1. Tables without Primary Keys (PKs) are seeded but not tracked for changes. A basic identity LongInt ID field PK satisfies the requirement . For more details see Prerequisites.
If adding a PK is not an option, then the tables without PKs can be added to a scheduled reseeding job. For more details, see the Getting Started section.
2. Tables of type FileTable are seeded but not tracked for changes. For information regarding how to manually seed File Tables click here.
3. Windows/Active Directory logins (user accounts) are not replicated.
4. MSSQL Server level logins/users (along with roles) are replicated, however for security reasons random passwords are assigned. Passwords need to be manually reset on the replica SQL Server after the initial database replication seeding completes. Password changes are also not automatically replicated as part of the schema replication process.
Justification: CloudBasic RDS AlwaysOn/Geo-Replicate (Multi-AZ/Multi-AR) is designed to be lightweight and to handle MSSQL Server continuous replication over TCP/IP and to work in cross-region (over VPN or data encrypted in transit SSL connections), cross-aws-accounts (data/DR artifacts are stored in multiple AWS accounts, account level security breach would not affect business continuity), on-premise to AWS RDS or EC2 MSSQL Server, and even InterCloud replication scenarios.

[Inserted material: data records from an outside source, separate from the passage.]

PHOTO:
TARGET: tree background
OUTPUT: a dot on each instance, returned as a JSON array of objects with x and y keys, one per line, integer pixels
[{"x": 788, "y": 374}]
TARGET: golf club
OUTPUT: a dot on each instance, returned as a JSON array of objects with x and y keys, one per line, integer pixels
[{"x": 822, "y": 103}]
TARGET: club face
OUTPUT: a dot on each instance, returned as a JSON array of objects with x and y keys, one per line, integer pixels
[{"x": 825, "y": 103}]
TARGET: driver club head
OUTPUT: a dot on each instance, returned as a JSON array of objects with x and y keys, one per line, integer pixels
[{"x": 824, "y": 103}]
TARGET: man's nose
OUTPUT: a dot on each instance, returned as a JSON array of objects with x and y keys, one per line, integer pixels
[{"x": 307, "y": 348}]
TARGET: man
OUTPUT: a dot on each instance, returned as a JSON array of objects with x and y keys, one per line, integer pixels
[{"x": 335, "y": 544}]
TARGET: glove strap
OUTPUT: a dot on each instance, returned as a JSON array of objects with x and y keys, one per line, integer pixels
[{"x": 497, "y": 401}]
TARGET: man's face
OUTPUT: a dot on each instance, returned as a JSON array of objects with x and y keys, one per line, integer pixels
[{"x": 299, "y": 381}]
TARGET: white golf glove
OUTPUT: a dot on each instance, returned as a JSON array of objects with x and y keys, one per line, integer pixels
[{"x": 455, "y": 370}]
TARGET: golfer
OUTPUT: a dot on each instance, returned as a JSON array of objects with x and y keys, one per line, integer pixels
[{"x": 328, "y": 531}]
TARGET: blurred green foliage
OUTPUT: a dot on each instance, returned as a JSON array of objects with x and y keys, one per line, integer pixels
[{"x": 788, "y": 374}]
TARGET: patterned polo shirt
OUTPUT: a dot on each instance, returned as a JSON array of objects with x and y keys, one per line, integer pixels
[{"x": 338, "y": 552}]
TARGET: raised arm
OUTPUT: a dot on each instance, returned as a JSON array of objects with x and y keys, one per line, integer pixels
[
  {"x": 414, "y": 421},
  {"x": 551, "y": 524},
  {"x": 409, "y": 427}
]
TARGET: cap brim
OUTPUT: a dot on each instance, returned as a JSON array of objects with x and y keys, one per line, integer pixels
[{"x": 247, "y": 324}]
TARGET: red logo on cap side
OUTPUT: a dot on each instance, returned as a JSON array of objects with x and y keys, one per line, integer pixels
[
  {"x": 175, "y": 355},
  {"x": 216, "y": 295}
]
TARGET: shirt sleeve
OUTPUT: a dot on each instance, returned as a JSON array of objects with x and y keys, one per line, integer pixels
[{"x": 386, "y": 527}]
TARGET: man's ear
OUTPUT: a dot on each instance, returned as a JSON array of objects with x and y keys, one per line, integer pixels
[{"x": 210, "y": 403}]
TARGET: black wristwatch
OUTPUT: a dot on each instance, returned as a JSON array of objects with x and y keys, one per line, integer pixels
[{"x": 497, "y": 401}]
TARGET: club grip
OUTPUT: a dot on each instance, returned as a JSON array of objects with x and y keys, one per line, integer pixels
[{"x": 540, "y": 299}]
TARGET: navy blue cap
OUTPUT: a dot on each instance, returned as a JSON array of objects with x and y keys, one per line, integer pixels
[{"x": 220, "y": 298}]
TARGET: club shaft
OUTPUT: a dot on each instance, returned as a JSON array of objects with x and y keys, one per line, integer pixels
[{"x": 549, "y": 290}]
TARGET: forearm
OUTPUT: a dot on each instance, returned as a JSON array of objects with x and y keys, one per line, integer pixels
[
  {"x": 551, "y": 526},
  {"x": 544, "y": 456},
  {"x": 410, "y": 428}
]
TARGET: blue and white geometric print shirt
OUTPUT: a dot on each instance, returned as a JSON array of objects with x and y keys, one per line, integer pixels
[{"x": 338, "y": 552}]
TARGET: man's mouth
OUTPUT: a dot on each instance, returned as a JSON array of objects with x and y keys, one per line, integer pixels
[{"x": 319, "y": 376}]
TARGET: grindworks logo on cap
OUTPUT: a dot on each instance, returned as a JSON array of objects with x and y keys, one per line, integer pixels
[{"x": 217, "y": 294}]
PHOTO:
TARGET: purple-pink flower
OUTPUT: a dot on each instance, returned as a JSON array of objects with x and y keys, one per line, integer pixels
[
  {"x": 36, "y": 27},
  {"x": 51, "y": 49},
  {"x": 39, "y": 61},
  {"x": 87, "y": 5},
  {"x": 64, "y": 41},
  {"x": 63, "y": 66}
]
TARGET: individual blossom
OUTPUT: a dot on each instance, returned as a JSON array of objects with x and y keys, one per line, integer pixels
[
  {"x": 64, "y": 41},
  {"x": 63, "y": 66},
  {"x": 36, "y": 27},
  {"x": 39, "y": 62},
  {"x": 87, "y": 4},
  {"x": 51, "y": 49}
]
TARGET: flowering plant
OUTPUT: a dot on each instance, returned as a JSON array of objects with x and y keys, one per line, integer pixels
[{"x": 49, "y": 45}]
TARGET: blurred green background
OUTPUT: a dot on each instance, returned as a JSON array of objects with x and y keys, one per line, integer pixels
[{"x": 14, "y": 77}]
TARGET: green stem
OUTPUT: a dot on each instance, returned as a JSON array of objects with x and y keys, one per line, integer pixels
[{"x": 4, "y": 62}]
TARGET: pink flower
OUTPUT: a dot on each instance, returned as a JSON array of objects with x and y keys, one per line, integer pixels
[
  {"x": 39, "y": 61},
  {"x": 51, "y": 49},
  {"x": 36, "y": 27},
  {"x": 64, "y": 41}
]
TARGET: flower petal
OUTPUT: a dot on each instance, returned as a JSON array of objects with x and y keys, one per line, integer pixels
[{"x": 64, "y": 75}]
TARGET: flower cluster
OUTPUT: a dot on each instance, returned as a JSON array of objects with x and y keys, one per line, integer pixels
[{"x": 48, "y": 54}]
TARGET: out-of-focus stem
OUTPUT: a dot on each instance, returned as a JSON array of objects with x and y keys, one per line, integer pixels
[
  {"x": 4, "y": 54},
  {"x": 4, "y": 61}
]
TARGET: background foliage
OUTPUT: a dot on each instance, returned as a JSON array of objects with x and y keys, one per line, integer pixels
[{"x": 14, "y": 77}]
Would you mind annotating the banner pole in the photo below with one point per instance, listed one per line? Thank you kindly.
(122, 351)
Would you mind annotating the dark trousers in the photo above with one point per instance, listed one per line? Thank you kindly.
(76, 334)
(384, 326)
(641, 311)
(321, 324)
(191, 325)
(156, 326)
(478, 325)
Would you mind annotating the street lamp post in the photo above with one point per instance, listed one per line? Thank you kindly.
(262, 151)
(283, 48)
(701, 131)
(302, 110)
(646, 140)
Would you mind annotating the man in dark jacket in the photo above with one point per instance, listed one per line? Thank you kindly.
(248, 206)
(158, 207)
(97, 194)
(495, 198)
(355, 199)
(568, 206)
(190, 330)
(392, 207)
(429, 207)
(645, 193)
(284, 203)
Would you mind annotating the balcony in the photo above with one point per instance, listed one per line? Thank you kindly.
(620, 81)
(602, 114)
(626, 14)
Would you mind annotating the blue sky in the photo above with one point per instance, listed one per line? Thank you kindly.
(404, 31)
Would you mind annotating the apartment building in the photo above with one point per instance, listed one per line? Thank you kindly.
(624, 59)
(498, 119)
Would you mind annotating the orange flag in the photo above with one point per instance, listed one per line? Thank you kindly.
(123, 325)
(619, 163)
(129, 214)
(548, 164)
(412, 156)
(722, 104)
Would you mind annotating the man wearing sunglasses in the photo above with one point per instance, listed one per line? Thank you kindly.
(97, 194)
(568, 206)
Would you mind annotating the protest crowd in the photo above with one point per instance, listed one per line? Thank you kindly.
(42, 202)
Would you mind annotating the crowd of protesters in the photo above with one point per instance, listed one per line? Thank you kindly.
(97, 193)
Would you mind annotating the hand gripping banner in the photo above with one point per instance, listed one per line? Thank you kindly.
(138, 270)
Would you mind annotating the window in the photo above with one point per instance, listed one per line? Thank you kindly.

5. Dropped or renamed table columns are not automatically replicated as part of the continuous schema replication process. In case of dropped or renamed column(s) the following error will be reported in runtime logs for each change tracking process run:
>>ERROR:Ambiguous schema change detected. A column(s) been renamed or dropped in table(s): [dbo].[Managers].CompanyName2, [dbo].[Managers].CompanyName3 ? To resume change tracking, apply proper schema change(s): (1) Click [Guide me...] and follow the instructions (note: if you do not see such a button then changes had already been applied) or (2) Execute below scripts, properly adjusted to account for actual schema changes, manually: If column1 was dropped, then you need to execute: alter table tablename drop column column1; (Applicable to redshift replications only): On the Redshift side, you need to execute 2 statements: (1) alter table tablename drop column column1 (2) alter table tablename_stage drop column column1 If column1 was renamed to column2, then you need to execute: EXEC sp_rename N'[tablename].[column1]',N'column2', 'OBJECT'; (Applicable to redshift replications only): On the Redshift side, you need to execute 2 statements: (1) alter table tablename rename column column1 to column2 (2) alter table tablename_stage rename column column1 to column2
When you click the [Guide Me] button, you will land on an interactive wizard which will allow you to drop and/or rename columns without the need to manually execute alter queries against the staging data store and, if applicable to the replication type, against redshift:
1.1 Selected columns to be dropped:
2.1 Map columns to be renamed (1 pair at a time - if more than 1 columns are renamed):
2.2 Renamed column confirmation:
If a temporal table field value is changed multiple times within a very short period of time, and the respective change tracking process runs for a longer period than the timeframe during which multiple changes for same value occurred, the last value change registered will be recorded, but all prior value changes might not be registered into the respective replica history table. Reseeding of the temporal table would fix this, as it will reseed the history table as well (reseeding of a table can be initiated under \Replication]\Analyze). Scheduled reseeding of temporal tables, in addition to being tracked for changes, will be supported in next product version).